RICHARD MOVED his army headquarters after Christmas to Bait Nūbā, just twelve miles from Jerusalem. The winter weather remained wretched, yet skirmishing continued. Richard interrupted a Saracen ambush on the third day of the new year, but they fled upon recognizing his banner. Not long afterward, he escorted his wife and sister back to the greater safety of Jaffa. By now he was convinced that it would be madness to advance upon Jerusalem under the circumstances and, upon his return to Bait Nūbā, he confronted the issue head-on.

THEY MET in Richard’s command tent during yet another pelting hailstorm, the wind keening in an eerie accompaniment to the rising voices. As soon as Richard broached the subject of turning back, he was assailed by his French allies, accused of betraying their holy quest. Determined to hold on to his temper, he sought to counter their passion with what he saw as irrefutable facts.

“Look at this,” he demanded, pointing toward the map he’d laid out upon a trestle table. “I asked men personally familiar with the city’s defenses to draw it for us. Jerusalem’s walls are more than two miles in circumference and enclose an area of over two hundred acres. We do not have enough men to securely encircle the city. We’d be stretched so thin that they’d be able to send out sorties and break through our lines whenever they wanted. Saladin has been preparing for a siege for months, so I daresay they have food stockpiled. Nor are they going to run out of water; their cisterns must be overflowing by now!” he said, with an angry, ironic gesture toward the rippling walls of the tent, billowing with each powerful gust of the storm battering Bait Nūbā. “Even if we had an army twice as large, it would be sheer folly to begin a siege in weather like this!”

“I cannot believe that you are balking again!” Hugh of Burgundy glanced disdainfully at the map, shaking his head. “We are twelve miles from the Holy City—only twelve miles!”

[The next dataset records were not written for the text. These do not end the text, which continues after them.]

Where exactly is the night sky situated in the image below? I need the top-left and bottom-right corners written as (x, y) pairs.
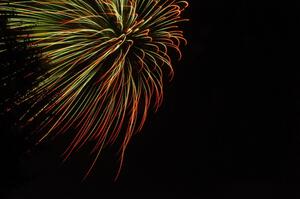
top-left (0, 0), bottom-right (300, 199)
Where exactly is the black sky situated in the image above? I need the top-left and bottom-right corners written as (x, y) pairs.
top-left (0, 0), bottom-right (300, 199)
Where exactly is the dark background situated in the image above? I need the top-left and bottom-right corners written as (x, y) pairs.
top-left (0, 0), bottom-right (300, 199)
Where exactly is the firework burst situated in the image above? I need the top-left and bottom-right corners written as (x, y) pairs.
top-left (0, 0), bottom-right (188, 175)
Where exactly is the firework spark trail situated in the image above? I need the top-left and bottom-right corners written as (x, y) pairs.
top-left (0, 0), bottom-right (188, 175)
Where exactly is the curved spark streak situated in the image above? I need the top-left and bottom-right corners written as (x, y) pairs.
top-left (0, 0), bottom-right (188, 179)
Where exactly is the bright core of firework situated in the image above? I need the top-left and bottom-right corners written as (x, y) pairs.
top-left (0, 0), bottom-right (188, 179)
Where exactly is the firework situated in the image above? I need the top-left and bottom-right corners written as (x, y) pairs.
top-left (0, 0), bottom-right (188, 175)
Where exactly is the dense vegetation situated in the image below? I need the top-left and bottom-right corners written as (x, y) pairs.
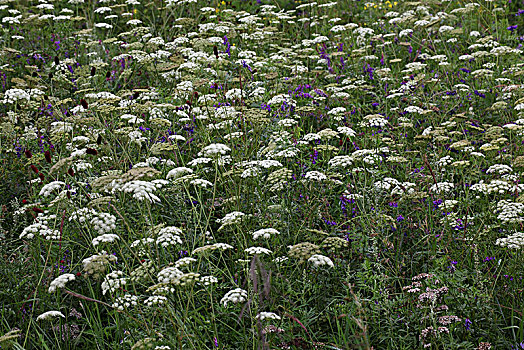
top-left (0, 0), bottom-right (524, 350)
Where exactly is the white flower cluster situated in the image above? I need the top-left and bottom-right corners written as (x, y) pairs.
top-left (91, 233), bottom-right (120, 247)
top-left (337, 126), bottom-right (357, 137)
top-left (38, 181), bottom-right (65, 197)
top-left (156, 226), bottom-right (182, 247)
top-left (2, 89), bottom-right (30, 104)
top-left (191, 243), bottom-right (233, 255)
top-left (111, 294), bottom-right (138, 311)
top-left (198, 143), bottom-right (231, 157)
top-left (486, 164), bottom-right (513, 175)
top-left (144, 295), bottom-right (167, 306)
top-left (189, 179), bottom-right (213, 188)
top-left (113, 180), bottom-right (160, 203)
top-left (89, 213), bottom-right (116, 235)
top-left (328, 155), bottom-right (353, 168)
top-left (20, 221), bottom-right (60, 240)
top-left (495, 232), bottom-right (524, 249)
top-left (82, 251), bottom-right (117, 275)
top-left (166, 167), bottom-right (193, 179)
top-left (255, 311), bottom-right (280, 321)
top-left (307, 254), bottom-right (334, 267)
top-left (253, 228), bottom-right (280, 239)
top-left (175, 257), bottom-right (197, 269)
top-left (495, 200), bottom-right (524, 223)
top-left (220, 288), bottom-right (247, 307)
top-left (157, 267), bottom-right (184, 284)
top-left (304, 170), bottom-right (327, 182)
top-left (200, 276), bottom-right (218, 286)
top-left (244, 247), bottom-right (273, 255)
top-left (36, 311), bottom-right (65, 321)
top-left (101, 271), bottom-right (127, 295)
top-left (429, 182), bottom-right (455, 193)
top-left (47, 273), bottom-right (75, 293)
top-left (487, 180), bottom-right (524, 194)
top-left (216, 211), bottom-right (246, 226)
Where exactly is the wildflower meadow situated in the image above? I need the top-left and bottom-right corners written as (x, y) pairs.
top-left (0, 0), bottom-right (524, 350)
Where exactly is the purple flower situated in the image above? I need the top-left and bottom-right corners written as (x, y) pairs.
top-left (464, 318), bottom-right (473, 331)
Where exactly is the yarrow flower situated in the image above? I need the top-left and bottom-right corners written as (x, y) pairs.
top-left (48, 273), bottom-right (76, 293)
top-left (220, 288), bottom-right (247, 307)
top-left (36, 311), bottom-right (65, 321)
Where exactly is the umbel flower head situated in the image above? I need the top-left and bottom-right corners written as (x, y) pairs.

“Our men did not come so far to turn tail and run.” The Bishop of Beauvais had not even bothered to look at the map, keeping his eyes accusingly upon Richard. “Why did you take the cross if you were not willing to fight God’s enemies?” Henri and André both jumped to their feet. But for once the Angevin temper did not catch fire. Richard did not even bother to defend himself, overwhelmed by the futility of it. Christ’s Blood, he was so bone-weary of all this. No matter what he said, they’d not heed him. It was as if the past four months had never been and they were back at Jaffa, making the same arguments and aspersions that they’d made then.

He was wrong, though; this was not to be another repeat of their Jaffa confrontation. Hugues de Tiberias had been standing in the rear, but now he pushed his way to the front of the tent. “It is ridiculous to accuse the English king of lacking the heart to wage war against the Saracens,” he said scornfully. “If I thought you truly meant that, my lord bishop, I’d wonder if you’d been afflicted by some malady that scrambles a man’s wits. Who got us safely to Jaffa? Who won the battle of Arsuf? Not you, my lord bishop or you, my lord duke. Why must we constantly waste time with these petty squabbles instead of talking about what truly matters? Can we take Jerusalem?”

When they would have interrupted, he flung up a hand for silence. “No, by God, you’ll hear me out! Some of you use the term
‘poulain’
as an insult, at least behind our backs. Well, I am proud to call myself
poulain
. I know far more about fighting in the Holy Land than men who’ve lived all their lives in the fat, green fields of France, and I say the answer is no. We cannot take Jerusalem. Now are you going to accuse me, too, of not wanting to win this war? This is my home, not yours, and after you’ve all gone back to your own lands, I’ll still be here, struggling to survive against a foe who is not going anywhere, either.”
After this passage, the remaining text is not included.